Eventually, the nurse capitulated and began wearing gloves when
entering the patient's room. The nurse felt embarrassed about
this capitulation and tried to keep it secret from the other
hospital staff, but he was eventually discovered wearing gloves
when he emerged from the patient's room. The behavior led to a
useful discussion of counter transference in treating such
patients. It also led to a productive exploration of the patient's
entitlement. He was indignant when people did not comply with
his expectations. In this regard his hospital psychiatrist
confronted him with the observation that he tended to deny the
autonomy and subjectivity of anyone else in his life. All family
members and all treated were supposed to respond primarily to
his needs rather than their own needs. These confrontations
eventually helped the patient to recognize his omnipotent
control of others, and he began to withdraw his demandingness.

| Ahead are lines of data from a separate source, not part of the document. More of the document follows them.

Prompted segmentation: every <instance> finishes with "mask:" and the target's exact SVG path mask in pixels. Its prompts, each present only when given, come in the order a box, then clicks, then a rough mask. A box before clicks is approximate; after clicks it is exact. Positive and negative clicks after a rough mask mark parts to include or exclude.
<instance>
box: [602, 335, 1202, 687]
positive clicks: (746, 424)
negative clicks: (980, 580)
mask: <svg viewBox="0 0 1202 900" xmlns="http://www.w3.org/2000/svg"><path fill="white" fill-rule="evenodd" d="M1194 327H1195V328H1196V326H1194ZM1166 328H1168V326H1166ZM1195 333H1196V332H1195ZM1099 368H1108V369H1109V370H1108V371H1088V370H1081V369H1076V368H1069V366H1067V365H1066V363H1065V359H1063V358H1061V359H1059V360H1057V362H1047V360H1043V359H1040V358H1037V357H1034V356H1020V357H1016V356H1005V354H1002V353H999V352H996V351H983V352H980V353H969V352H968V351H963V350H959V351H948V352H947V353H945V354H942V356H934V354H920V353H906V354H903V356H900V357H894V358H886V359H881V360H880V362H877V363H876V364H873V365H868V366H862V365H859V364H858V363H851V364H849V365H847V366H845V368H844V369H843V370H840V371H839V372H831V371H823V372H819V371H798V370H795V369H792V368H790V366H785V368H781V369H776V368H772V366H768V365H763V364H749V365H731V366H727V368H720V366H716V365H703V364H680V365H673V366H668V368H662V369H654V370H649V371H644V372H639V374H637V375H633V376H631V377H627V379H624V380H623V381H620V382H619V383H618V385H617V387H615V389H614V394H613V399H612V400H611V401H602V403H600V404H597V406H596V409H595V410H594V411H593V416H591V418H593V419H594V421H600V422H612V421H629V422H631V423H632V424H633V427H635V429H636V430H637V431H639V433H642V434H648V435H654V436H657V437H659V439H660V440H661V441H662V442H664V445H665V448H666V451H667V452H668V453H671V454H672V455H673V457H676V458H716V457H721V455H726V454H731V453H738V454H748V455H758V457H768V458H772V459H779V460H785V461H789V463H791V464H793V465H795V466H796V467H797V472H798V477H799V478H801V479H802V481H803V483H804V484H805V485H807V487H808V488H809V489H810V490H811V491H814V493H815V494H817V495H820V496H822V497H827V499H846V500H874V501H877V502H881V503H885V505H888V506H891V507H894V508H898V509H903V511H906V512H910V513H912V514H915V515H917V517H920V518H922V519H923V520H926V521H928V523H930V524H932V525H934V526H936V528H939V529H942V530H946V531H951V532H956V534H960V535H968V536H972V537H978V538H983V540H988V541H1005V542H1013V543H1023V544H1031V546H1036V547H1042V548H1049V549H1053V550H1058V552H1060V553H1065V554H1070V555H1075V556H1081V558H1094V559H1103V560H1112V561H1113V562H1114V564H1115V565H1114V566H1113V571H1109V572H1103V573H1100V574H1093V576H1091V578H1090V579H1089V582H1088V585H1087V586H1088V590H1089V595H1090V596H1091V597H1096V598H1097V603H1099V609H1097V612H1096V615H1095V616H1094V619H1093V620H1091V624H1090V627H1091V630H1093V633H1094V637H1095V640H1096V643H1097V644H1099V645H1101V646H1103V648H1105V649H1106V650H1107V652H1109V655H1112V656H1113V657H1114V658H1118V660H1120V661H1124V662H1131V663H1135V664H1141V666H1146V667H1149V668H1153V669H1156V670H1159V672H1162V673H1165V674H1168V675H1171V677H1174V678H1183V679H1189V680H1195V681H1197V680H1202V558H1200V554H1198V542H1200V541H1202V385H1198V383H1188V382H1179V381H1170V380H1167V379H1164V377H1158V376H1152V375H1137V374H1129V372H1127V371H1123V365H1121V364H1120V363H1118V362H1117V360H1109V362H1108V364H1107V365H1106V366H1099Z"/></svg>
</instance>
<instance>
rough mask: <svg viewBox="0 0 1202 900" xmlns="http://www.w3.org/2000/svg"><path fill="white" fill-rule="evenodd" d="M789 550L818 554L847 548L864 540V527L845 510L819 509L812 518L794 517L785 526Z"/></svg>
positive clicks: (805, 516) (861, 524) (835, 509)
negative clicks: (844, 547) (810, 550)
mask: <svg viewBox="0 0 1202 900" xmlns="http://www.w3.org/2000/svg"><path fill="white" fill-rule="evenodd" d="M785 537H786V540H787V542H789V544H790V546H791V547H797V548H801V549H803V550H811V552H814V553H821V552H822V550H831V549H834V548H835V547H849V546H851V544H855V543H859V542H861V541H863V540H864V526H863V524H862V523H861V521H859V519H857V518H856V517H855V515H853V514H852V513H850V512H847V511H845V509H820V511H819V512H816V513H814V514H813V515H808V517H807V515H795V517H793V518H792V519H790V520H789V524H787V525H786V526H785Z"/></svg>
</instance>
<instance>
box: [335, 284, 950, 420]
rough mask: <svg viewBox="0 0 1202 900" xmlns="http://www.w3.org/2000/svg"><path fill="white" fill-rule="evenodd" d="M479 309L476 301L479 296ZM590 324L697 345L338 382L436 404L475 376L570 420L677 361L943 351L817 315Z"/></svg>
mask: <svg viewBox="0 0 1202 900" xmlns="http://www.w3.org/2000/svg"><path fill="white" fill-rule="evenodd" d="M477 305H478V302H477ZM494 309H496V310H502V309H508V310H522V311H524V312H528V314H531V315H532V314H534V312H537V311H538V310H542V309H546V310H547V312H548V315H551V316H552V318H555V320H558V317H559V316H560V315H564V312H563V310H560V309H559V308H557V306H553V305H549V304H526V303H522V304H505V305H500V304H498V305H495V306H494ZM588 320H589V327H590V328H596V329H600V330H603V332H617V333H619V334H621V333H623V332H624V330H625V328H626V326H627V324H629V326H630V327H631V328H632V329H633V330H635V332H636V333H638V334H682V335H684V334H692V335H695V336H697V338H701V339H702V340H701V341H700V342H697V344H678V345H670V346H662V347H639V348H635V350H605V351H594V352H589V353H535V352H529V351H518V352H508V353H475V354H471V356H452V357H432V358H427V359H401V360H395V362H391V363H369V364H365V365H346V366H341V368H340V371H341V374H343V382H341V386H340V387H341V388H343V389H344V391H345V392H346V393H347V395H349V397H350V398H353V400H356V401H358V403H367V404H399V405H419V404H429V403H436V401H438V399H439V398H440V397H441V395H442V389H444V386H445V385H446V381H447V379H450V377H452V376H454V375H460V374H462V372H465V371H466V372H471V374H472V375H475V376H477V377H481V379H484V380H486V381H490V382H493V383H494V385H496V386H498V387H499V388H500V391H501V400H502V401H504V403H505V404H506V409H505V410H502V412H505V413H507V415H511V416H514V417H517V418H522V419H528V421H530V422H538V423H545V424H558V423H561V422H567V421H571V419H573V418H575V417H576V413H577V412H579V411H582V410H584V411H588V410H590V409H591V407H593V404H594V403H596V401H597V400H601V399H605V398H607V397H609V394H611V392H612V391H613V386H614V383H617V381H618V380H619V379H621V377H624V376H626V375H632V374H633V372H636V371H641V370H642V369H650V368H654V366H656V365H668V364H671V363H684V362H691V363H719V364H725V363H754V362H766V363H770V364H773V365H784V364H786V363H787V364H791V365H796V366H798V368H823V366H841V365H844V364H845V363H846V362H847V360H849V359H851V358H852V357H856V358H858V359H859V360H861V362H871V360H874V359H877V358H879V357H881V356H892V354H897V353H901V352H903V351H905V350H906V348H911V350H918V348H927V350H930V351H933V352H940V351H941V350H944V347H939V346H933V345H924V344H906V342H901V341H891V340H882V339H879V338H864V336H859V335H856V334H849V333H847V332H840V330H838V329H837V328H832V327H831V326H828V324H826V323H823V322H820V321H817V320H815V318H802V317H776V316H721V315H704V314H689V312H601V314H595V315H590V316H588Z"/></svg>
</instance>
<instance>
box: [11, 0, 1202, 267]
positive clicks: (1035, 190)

Discussion : This case example reflects how patterns of
relationships become internalized because of the specific
needs of the patient with obsessive-compulsive disorder. His
needs to avoid contamination became paramount over every
other concern in his environment. This pattern of omnipotent
control was internalized as his characteristic mode of object
relatedness. His admission into the hospital and the
recapitulation of that pattern of relatedness is an example of
the time-honored principle of psychodynamic hospital
treatment—namely, that the patient attempts to re-create his
family situation in the milieu of the hospital with various staff
members.
 This case also illustrates the extent to which significant
characterological issues may operate in concert with the
symptoms of obsessive-compulsive disorder. To some degree
the patient had everyone in his family waiting on him hand
and foot and doing exactly what he wanted them to do. He
was thus reluctant to enter into any treatment program that
might change his behaviors and loosen the hold he had on
his family. Studies have suggested that patients with
comorbid personality disorders in association with obsessive-
compulsive disorder are much more likely to terminate
behavior therapy and be classified as treatment resistant.